Мы пришли, расчехлили гитару, включили микрофон, и шоу началось. В углу сидела большая компания крепких хлопцев в спортивных костюмах, кроссовках и с поломанными носами. Они пили водку, закусывали, шутили и ржали как полковые кони. Стас начал свое выступление, а я, с опаской поглядывая на игру мышц под спортивными костюмами, мысленно торопил время, уж больно не внушала мне эта компания доверия. Напомню, что на дворе стояли лихие девяностые, когда сначала стреляли, а потом разбирались, можно ли было без этого обойтись.
Чем больше горячительного перемещалось со стола в могучие туловища, тем больше меня охватывала тревога, но гонорар надо было отрабатывать, и я продолжал нервно топтаться, мысленно подгоняя время. Стараясь слиться с невзрачным интерьером и не привлекать к себе внимания, я нервно поглядывал на часы. Где-то вдали уже было замаячила хрупкая надежда, что все обойдется и мы вернемся домой целые и невредимые. Но не тут-то было! Закончив очередную песню, Стас обратился непосредственно к разудалой компании с категорическим требованием прекратить пить и есть, когда он выступает. Он, мол, поет о серьезных вещах и надо слушать, а не жрать в три горла! После этой тирады у меня что-то оборвалось внутри и полетело в бездну, руки стали холодными и липкими, и весь накопленный к тому времени жизненный опыт говорил о том, что плакали наши 50 долларов, да что там доллары, целостность наших организмов стала вызывать у меня большие сомнения! Из скаковой лошади я как-то сразу превратился в старого понурого ослика.
Изумление компании в адидасовских костюмах было настолько велико, так как происходящее не укладывалось в рамки их представления о сущности бытия, что они замерли с разинутыми ртами и лишенными всякой осмысленности лицами. Не в состоянии поверить, что все это происходит наяву, а не является галлюциногенными последствиями алкогольных и всяких других излишеств, они тщетно пытались понять, не сон ли это. Возможно, возникшая пауза и спасла нам жизнь.
Как ни в чем не бывало Михайлов поблагодарил за тишину и продолжил выступление. Расчехлять пулеметы надо было сразу, а так через паузу да еще во время пения это выглядело бы как-то несолидно. Возникшая заминка и, как следствие, тишина все же привели к тому, что ребята, переваривая неслыханную дерзость, как-то само собой стали слушать, о чем пел Стас. Постепенно некая разумность хоть и не окончательно, но все же вернулась на их лица, появилась некая заинтересованность, что же он споет дальше, и кончилось все аплодисментами и ободряющими восклицаниями!

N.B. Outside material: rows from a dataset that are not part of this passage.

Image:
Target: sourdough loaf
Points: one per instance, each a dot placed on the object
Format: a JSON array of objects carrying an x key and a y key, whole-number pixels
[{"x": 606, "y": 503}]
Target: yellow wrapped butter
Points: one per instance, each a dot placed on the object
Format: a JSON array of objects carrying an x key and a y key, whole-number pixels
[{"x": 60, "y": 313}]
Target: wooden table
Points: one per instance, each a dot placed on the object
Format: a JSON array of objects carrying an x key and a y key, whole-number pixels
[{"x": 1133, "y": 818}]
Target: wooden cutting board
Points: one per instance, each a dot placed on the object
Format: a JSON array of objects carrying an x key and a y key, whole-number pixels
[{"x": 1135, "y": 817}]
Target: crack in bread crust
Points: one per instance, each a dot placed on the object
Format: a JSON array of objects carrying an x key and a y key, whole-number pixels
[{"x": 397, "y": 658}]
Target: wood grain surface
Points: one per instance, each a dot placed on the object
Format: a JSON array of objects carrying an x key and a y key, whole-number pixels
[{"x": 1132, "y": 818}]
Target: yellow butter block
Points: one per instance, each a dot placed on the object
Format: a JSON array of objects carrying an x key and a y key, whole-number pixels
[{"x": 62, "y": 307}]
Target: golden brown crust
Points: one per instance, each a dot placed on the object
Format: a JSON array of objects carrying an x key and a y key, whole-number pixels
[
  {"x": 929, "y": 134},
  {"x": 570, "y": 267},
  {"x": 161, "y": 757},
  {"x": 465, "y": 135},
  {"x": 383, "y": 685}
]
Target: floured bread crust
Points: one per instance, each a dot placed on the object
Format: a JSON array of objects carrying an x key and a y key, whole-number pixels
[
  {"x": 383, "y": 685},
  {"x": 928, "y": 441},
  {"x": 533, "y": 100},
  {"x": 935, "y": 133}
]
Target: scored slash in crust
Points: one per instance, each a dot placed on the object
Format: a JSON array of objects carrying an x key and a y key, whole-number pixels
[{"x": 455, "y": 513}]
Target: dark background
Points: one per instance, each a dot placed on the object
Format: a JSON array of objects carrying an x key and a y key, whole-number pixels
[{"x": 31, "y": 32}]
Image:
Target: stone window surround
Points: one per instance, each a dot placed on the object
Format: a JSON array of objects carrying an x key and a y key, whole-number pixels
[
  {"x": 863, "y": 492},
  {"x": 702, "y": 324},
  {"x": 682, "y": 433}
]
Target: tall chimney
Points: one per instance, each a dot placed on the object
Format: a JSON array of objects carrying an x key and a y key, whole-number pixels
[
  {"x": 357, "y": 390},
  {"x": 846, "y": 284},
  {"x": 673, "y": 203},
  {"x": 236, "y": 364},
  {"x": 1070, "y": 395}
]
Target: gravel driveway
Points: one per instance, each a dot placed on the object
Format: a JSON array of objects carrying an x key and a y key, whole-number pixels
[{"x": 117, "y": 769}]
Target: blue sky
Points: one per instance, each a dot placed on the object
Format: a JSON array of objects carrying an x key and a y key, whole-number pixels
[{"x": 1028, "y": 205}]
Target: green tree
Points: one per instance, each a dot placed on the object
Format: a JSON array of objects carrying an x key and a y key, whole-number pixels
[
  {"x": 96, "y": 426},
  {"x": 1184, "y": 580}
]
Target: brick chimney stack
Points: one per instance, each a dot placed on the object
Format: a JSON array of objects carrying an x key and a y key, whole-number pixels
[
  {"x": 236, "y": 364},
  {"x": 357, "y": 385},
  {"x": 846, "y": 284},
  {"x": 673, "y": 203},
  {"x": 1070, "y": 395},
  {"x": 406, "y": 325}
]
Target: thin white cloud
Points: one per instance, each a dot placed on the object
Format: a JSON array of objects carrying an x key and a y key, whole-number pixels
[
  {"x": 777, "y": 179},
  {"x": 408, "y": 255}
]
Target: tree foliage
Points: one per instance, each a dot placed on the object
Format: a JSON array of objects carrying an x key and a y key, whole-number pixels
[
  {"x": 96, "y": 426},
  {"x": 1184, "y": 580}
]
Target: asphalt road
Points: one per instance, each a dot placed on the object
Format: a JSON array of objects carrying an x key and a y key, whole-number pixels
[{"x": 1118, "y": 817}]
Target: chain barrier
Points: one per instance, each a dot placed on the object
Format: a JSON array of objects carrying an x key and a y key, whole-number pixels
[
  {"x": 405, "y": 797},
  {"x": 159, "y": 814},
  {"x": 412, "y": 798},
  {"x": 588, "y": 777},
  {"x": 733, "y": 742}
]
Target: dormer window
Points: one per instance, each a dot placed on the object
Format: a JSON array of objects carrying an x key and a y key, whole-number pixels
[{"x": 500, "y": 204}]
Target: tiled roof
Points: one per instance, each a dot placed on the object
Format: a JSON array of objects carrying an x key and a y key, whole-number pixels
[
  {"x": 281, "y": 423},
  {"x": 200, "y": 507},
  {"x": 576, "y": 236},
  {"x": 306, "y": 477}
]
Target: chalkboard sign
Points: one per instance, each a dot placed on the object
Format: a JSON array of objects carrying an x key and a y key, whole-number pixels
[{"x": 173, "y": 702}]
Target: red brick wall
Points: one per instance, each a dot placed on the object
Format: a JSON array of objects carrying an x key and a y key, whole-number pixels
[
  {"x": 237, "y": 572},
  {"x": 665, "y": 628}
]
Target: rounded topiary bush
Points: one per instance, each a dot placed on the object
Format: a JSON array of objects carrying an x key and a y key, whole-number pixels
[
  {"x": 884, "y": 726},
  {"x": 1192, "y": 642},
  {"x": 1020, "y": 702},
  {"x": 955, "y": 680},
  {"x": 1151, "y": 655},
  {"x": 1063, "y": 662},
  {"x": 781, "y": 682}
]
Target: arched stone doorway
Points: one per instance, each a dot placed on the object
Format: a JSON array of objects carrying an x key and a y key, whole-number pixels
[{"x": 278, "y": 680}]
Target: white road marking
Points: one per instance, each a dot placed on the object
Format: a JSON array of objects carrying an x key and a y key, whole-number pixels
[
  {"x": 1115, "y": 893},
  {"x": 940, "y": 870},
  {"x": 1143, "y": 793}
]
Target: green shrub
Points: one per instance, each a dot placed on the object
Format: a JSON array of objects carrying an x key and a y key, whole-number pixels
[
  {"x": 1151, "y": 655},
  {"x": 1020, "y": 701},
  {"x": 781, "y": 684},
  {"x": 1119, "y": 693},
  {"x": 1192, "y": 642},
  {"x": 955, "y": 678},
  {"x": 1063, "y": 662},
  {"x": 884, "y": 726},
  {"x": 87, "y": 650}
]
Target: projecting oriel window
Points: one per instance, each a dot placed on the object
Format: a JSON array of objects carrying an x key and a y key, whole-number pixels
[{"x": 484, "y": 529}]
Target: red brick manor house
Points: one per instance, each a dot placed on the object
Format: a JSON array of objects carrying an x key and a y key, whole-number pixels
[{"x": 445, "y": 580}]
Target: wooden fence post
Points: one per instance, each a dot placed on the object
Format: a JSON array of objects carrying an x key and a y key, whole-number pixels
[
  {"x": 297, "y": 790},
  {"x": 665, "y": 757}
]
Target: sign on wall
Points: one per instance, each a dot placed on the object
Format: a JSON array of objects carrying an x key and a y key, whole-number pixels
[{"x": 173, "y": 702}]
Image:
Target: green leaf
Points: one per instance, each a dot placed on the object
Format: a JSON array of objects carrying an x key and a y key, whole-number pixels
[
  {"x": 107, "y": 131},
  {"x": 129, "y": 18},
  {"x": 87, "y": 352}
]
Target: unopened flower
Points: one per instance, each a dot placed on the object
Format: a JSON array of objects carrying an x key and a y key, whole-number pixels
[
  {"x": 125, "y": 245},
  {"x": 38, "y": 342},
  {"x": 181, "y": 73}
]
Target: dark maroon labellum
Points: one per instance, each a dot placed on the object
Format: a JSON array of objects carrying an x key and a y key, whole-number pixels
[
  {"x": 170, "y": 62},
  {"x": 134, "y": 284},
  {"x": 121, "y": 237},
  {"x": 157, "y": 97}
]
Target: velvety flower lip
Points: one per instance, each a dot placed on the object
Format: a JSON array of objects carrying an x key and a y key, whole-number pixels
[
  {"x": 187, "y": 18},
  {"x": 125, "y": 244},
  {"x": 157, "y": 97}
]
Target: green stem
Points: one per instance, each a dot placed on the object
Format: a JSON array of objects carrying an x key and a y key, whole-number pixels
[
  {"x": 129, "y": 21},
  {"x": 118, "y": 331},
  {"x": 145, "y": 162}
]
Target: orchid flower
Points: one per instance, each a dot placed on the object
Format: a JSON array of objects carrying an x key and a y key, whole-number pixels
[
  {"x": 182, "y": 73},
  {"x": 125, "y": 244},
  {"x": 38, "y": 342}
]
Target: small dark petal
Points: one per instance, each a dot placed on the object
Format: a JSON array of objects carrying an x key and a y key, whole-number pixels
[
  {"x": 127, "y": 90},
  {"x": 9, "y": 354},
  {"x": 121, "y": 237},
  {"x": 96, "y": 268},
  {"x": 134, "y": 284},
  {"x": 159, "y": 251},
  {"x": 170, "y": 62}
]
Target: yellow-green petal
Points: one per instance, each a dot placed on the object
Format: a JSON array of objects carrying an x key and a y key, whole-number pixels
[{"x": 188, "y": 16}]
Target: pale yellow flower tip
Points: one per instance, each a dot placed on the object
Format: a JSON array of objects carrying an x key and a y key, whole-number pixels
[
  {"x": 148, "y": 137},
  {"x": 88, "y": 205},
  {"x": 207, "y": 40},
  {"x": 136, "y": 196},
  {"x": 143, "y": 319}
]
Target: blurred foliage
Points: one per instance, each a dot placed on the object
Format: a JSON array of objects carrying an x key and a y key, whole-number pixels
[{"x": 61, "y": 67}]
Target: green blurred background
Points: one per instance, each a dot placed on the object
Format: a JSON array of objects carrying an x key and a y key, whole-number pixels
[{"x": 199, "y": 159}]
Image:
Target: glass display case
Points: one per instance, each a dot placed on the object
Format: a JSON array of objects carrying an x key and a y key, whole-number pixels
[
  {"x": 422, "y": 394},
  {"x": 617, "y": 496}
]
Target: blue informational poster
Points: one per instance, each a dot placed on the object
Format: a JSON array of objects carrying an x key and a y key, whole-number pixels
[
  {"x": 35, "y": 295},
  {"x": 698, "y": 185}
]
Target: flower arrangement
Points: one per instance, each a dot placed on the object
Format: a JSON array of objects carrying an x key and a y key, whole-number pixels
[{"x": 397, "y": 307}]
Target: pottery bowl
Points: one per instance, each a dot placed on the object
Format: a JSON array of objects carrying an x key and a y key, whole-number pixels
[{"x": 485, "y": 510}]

Что-то оборвавшееся в моем животе и улетевшее в бездну бодро и радостно вернулось на место, руки подсохли, да и получение 50 долларов стало казаться не таким уж несбыточным предприятием. Понурый ослик опять превратился в скаковую лошадь. Я почти успокоился относительно перспектив уехать с намятыми боками и уже без особых напряжений дослушал выступление.
Получив заветный полтинник, мы с чувством глубокого удовлетворения отправились домой. В дальнейшем я много раз имел возможность наблюдать удивительную способность Стаса «брать» любую аудиторию, поднимать самый тугой зал – от простого тысячника до стадиона. Но с тех самых пор Стас не любит выступать в местах, куда люди приходят кушать, а не слушать. На эту тему есть еще один весьма показательный случай.
Как-то ему предложили попеть в ресторане, где обычно обедают всякие банкиры, владельцы нефтяных скважин и валютных притонов, чиновники и депутаты и прочие граждане, кому нечего больше желать. Шанс небольшой, но, может, кто заметит, проникнется и поможет донести творчество до широких масс, пожертвовав совершенно незначительной в их понимании суммой, но совершенно неподъемной для простого труженика.